As I am typing, I hear more of those evil blades.  Please tell me the Parks Department does in fact have helicopters.



  1. Oh this just hurt to even read. I don’t even have anything profound or insightful to offer, but I had to let you know that I indeed READ this, and it touched me… and these things touch us all when they represent the vulnerability of life, the fears we all harbor as mothers.

    Wishing peace to that mom out there and the little one who is now facing life without his/her siblings. What a tragedy.


  2. I can relate to this more than I would like. My 12yo niece was airlifted by a helicopter to a hospital after being run over by a schoolbus. She died there the next day. It was years before I was able to see or hear a helicopter with an intense emotional and psychological reaction, although I am able to now.
    I’m sorry, Mama Fringe.
    I hate the negative impact of these things.


  3. Oh, I hate the helicopters, too! Believe it or not, we have the same sort of thing here. Helicopters usually mean a police search. Scary when they’re shining the searchlights into your own back yard.

    Horrifying what people do to one another.


  4. This story was just on the news here, where they’re reporting that the nanny was the one who wielded the knife. Tragic and heartbreaking. How do you go forward when something like this happens? 😦


    1. I honestly don’t know, and can’t imagine moving forward after this type of tragedy. I can’t begin to imagine how the parents woke up this morning. I heard the nanny is under arrest in the hospital.
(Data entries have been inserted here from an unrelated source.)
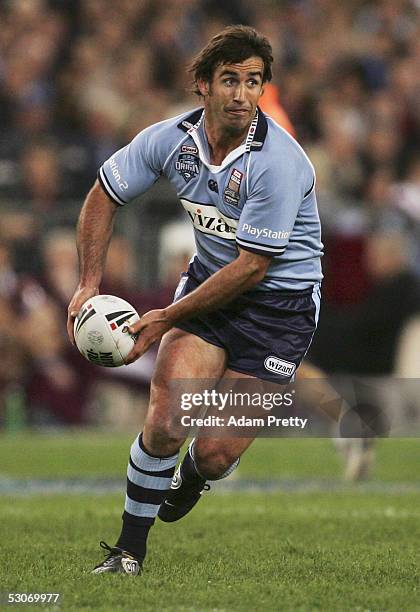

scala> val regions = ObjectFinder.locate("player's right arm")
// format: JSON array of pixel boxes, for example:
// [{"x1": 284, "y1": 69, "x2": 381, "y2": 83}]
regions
[
  {"x1": 67, "y1": 181, "x2": 118, "y2": 344},
  {"x1": 67, "y1": 117, "x2": 172, "y2": 344}
]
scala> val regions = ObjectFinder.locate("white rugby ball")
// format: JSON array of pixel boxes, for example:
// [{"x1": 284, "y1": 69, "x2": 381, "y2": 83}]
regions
[{"x1": 74, "y1": 295, "x2": 140, "y2": 368}]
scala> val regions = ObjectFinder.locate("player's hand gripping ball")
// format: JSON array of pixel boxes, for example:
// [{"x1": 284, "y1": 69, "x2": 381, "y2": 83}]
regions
[{"x1": 74, "y1": 295, "x2": 140, "y2": 368}]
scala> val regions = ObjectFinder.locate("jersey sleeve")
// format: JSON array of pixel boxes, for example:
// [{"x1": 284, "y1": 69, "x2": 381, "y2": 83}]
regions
[
  {"x1": 236, "y1": 160, "x2": 315, "y2": 256},
  {"x1": 98, "y1": 125, "x2": 165, "y2": 206}
]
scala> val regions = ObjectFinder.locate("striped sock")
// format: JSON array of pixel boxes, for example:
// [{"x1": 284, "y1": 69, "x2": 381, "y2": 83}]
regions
[{"x1": 116, "y1": 434, "x2": 179, "y2": 559}]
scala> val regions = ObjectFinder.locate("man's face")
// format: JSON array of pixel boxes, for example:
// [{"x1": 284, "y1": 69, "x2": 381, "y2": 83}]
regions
[{"x1": 198, "y1": 56, "x2": 264, "y2": 135}]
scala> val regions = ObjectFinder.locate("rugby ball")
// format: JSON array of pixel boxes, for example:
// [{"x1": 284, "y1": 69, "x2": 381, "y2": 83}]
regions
[{"x1": 74, "y1": 295, "x2": 140, "y2": 368}]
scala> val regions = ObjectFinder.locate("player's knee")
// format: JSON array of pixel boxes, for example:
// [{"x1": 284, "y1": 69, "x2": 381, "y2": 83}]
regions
[
  {"x1": 194, "y1": 446, "x2": 237, "y2": 480},
  {"x1": 143, "y1": 419, "x2": 184, "y2": 457}
]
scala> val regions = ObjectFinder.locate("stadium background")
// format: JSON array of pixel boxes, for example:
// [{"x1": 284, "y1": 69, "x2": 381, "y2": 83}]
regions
[{"x1": 0, "y1": 0, "x2": 420, "y2": 609}]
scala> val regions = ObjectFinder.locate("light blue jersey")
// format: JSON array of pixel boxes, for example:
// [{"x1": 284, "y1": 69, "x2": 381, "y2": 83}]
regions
[{"x1": 98, "y1": 109, "x2": 323, "y2": 291}]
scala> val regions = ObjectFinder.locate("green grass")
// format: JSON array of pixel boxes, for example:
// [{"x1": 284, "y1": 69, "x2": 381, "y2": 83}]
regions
[{"x1": 0, "y1": 432, "x2": 420, "y2": 612}]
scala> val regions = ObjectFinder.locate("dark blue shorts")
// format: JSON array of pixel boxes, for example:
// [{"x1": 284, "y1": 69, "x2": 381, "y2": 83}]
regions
[{"x1": 174, "y1": 258, "x2": 320, "y2": 384}]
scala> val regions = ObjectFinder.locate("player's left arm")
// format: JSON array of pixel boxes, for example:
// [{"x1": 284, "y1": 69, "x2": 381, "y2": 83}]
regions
[{"x1": 126, "y1": 248, "x2": 271, "y2": 364}]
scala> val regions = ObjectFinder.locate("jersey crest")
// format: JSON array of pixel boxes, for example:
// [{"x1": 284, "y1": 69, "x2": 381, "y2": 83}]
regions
[
  {"x1": 223, "y1": 168, "x2": 244, "y2": 206},
  {"x1": 175, "y1": 145, "x2": 200, "y2": 183}
]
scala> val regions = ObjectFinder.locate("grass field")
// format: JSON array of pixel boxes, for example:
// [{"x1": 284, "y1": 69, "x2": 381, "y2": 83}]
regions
[{"x1": 0, "y1": 432, "x2": 420, "y2": 611}]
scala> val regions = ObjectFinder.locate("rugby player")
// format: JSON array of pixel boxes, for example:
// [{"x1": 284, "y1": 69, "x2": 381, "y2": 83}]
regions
[{"x1": 68, "y1": 26, "x2": 322, "y2": 575}]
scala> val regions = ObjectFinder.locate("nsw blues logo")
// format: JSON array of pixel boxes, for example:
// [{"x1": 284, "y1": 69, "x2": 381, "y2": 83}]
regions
[{"x1": 175, "y1": 145, "x2": 200, "y2": 183}]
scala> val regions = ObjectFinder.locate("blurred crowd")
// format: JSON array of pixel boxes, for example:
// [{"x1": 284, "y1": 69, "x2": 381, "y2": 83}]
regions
[{"x1": 0, "y1": 0, "x2": 420, "y2": 423}]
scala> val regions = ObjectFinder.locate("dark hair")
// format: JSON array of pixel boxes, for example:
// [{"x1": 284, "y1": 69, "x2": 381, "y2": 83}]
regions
[{"x1": 188, "y1": 25, "x2": 273, "y2": 95}]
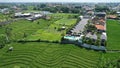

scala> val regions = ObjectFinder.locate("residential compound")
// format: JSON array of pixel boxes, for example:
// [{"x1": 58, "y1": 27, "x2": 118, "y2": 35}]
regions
[{"x1": 85, "y1": 12, "x2": 107, "y2": 46}]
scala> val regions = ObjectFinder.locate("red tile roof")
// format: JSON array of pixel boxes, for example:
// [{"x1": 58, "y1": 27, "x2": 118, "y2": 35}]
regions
[{"x1": 95, "y1": 25, "x2": 105, "y2": 30}]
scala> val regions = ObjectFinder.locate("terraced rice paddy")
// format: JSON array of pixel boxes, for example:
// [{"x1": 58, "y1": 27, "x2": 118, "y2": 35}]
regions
[
  {"x1": 107, "y1": 20, "x2": 120, "y2": 50},
  {"x1": 0, "y1": 43, "x2": 100, "y2": 68}
]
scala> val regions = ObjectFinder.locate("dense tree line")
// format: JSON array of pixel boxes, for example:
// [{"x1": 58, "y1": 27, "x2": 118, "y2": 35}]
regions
[{"x1": 33, "y1": 4, "x2": 81, "y2": 13}]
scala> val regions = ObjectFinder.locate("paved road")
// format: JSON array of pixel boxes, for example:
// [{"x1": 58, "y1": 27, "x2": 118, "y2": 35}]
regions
[{"x1": 72, "y1": 18, "x2": 89, "y2": 33}]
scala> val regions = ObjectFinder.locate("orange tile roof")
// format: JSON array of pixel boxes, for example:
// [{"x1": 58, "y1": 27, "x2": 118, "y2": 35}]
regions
[
  {"x1": 95, "y1": 25, "x2": 105, "y2": 30},
  {"x1": 99, "y1": 19, "x2": 105, "y2": 23}
]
  5. Couldn’t click like – it’s a profoundly moving story and it’s made me reflect. I recall helicopters a lot as a child. Our street was adjacent to an alley that a lot of scary things happened in. Drugs, muggings, fights – choppers were a regular part of the predawn hours. One night I heard shooting – lots of it. The next morning I found out my 7th grade classmate, Patrick, had broken into an apartment on the alley and killed the people who lived there – everything became so very real after that. I still think of his face when I hear a chopper – a freckle faced boy.


    1. Heartbreaking. Thank you for sharing your helicopter associations. I’ve never gone on a helicopter ride, and I can’t imagine choosing to go on one for pleasure. Too much yuck and tears associated.


      1. Me too – It’s funny – I live in the woods outside of a small town and rarely hear them anymore – I assume they are either a life flight or DEA looking for pot – but I think of Patrick…I don’t want to ride in one either.


  6. Whenever I’m inpatient with one of the kids, I hear the helicopters land on the roof. I hate it. I think about how sick or hurt a child would have to be to earn a Lifestar trip to the hospital.

    One day a baby was admitted to the room next to ours. “So here’s the little one that made all the fuss up on the roof yesterday” I heard out in the hall, all the nurses hovering over the little crib. No mommy with this one- he was accompanied by a cop and a DCF worker. I have no idea what brought him there but it broke my heart that he had to be in that hospital without- or maybe even because of- the people who should love him most.


  7. Simply dreadful. I really can’t begin to imagine the horror, loss, pain. Why do people have to hurt each other.
    Brilliant writing too. We toured the states just after 9 /11 and I nearly wet myself every time a plane came to land in washington they do a low swing by the city, it was terrifying.


    1. Wow, what a different experience you had than it would have been pre 9/11. I hate the way things have changed (insert foot stomping here). Every time I see armed guards in Times Square (or again, hear a helicopter overhead), I feel sick. Not for fear of terrorists, but because of the loss and difference in the way we live our lives.